Statistical Analysis
We used SAS v. 9.4 (SAS Institute Inc, Cary NC, USA) to perform the statistical analyses. Age and IQ profiles were compared by analysis of variance, while SRS subscores were compared between the ASD and TDC groups by the generalized linear model controlling for sex and age. In an age- and sex-compatible subsample (88 ASD & 51 TDC), we compared the volume of the GM and WM, and cortical thickness of cingulate structures for each subregion between ASD and TDC, controlling for sex, age, full-scale IQ, and handedness. The relationships between cingulate structures and social awareness deficits were examined by Pearson’s correlation analyses in the ASD group, partial out the effects of age, sex, and full-scale IQ. The genetic effects of the CNTNAP2 variants on the cingulate structures were firstly examined by the main effect of each SNP on cingulate structures (i.e., GM and WM volumes, and cortical thickness of each subregion).
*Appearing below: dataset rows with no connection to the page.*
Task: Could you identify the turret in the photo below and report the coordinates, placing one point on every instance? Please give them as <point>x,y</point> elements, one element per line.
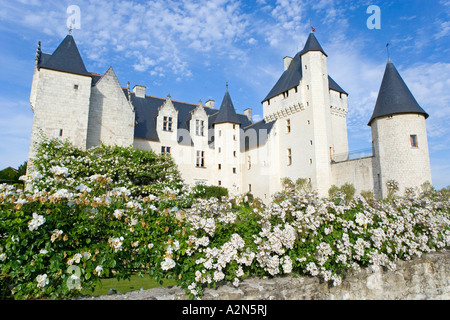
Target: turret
<point>227,146</point>
<point>400,143</point>
<point>60,95</point>
<point>315,88</point>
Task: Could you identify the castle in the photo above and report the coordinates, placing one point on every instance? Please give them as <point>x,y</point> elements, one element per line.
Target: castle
<point>303,133</point>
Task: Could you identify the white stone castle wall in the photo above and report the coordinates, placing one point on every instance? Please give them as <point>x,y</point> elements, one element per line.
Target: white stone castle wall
<point>111,116</point>
<point>227,153</point>
<point>59,106</point>
<point>338,114</point>
<point>358,172</point>
<point>396,158</point>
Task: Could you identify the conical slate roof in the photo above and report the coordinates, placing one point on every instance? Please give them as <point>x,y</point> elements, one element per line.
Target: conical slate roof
<point>66,58</point>
<point>312,45</point>
<point>394,96</point>
<point>292,76</point>
<point>227,112</point>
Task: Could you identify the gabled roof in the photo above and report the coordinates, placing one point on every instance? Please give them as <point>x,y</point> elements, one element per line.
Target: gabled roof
<point>66,58</point>
<point>227,113</point>
<point>292,76</point>
<point>394,96</point>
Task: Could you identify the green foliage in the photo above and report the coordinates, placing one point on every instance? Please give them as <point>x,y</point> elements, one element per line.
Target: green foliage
<point>206,192</point>
<point>300,186</point>
<point>142,172</point>
<point>82,222</point>
<point>9,174</point>
<point>392,187</point>
<point>346,191</point>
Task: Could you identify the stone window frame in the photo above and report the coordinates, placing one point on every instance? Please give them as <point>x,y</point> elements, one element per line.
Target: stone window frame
<point>167,123</point>
<point>200,163</point>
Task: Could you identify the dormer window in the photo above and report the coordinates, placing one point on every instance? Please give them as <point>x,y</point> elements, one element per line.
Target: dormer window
<point>200,159</point>
<point>199,127</point>
<point>167,123</point>
<point>165,150</point>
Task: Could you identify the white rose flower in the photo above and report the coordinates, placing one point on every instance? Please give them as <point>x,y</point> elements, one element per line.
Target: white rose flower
<point>42,280</point>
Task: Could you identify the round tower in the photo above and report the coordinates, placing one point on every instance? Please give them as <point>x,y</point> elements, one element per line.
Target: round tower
<point>399,134</point>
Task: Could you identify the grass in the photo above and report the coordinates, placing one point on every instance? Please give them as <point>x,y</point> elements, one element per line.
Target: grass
<point>135,283</point>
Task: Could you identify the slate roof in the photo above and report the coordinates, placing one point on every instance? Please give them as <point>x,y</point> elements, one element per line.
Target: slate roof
<point>146,111</point>
<point>66,58</point>
<point>292,76</point>
<point>227,113</point>
<point>312,45</point>
<point>394,96</point>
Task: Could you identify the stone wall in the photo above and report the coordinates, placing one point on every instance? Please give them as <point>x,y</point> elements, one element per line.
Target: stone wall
<point>358,172</point>
<point>425,278</point>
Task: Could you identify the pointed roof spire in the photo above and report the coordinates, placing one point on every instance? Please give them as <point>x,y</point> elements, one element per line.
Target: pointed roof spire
<point>312,45</point>
<point>227,113</point>
<point>394,96</point>
<point>66,58</point>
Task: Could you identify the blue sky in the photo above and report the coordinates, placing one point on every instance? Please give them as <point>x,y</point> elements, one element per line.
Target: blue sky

Then, we tested the interactions between the CNTNAP2 variants and age or diagnosis on each cingulate structure, controlling for age, sex, and full-scale IQ, as well as the main effects of each SNP and diagnosis. False discovery rate (FDR) was applied to correct for multiple comparisons. FDR q-value < 0.05 was set as statistical significance. As for sensitivity power analysis, with a total sample size of 240, the statistical tests had a power 0.8 to detect a difference with the effect size of 0.27.